Prickly pear fruit is edible. Called cactus pear or tunas, it's got nastly little tufts of tiny spines on the outer skin, but inside is a mass of tiny, dark seeds surrounded by a layer of fleshy pulp. And the whole thing's extremely juicy. Depending on the species or even individual plant, the fruit can be sticky sweet, mild, sour, tart, extremely acidic or anywhere amongst those extremes. The juice is a beautiful, clear burgundy red, and as the miles passed I started thinking more and more how interesting a batch of prickly pear honey mead melomel would be.


Last night after dinner, I invited the girls along for a cactus hunt. We hopped in the PT Cruiser armed with barbecue tongs and leather gloves, and headed off down country roads near our house. I quickly realized there weren't many cactus of any type around us. At least, not thick like those to the south or out west in the Hill Country, so I had to scrounge a bit more than planned. A few here off a scraggly cactus under a hackberry tree, a few more from a fence line a few miles down the road. And many cactus we passed had fruit that wasn't yet ripe. I was actually on my way home when I unexpectedly happened across a motherload--one big, fat cactus sitting on the edge of some farmland, covered in deep purple tunas. This one looked like all those I'd seen the previous weekend. I got more than a dozen big, ripe fruit from that one alone. Now I had close to 10 pounds of juicy fruit--more than enough for my grand scheme.

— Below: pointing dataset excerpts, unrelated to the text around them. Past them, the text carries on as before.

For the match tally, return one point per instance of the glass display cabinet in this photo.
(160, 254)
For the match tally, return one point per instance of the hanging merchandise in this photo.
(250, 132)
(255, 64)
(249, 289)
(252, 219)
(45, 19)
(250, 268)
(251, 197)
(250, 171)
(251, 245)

Back home, I selected one plump, well-ripened tuna and sliced it open. Juice ran out all over the place, but luckily I had it over the kitchen sink. I took a spoon and scooped out some seeds for Calista--the seeds were reminiscent in quantity and texture to passion fruit seeds, although they didn't have such plump arils--and then some of the surrounding pulp. Then everyone else tried some. This particular fruit had a flavor that was very mild, midway between a watermelon and bananna. There's very little sugar--there is a sweetness, but it is faint--but by the same token there is little acid, either. The fruit should contribute a light, delicate flavor to the mead I'm planning, as well as a gorgeous color. I expect it will be lightly sweet as well (semi-dry in wine parlance) and well-suited for casual drinking, or perhaps with fish and fruit.

Now I just need to come up with the cash to buy 15 pounds of honey to get things going. Until then, the fruit's in the deep freeze.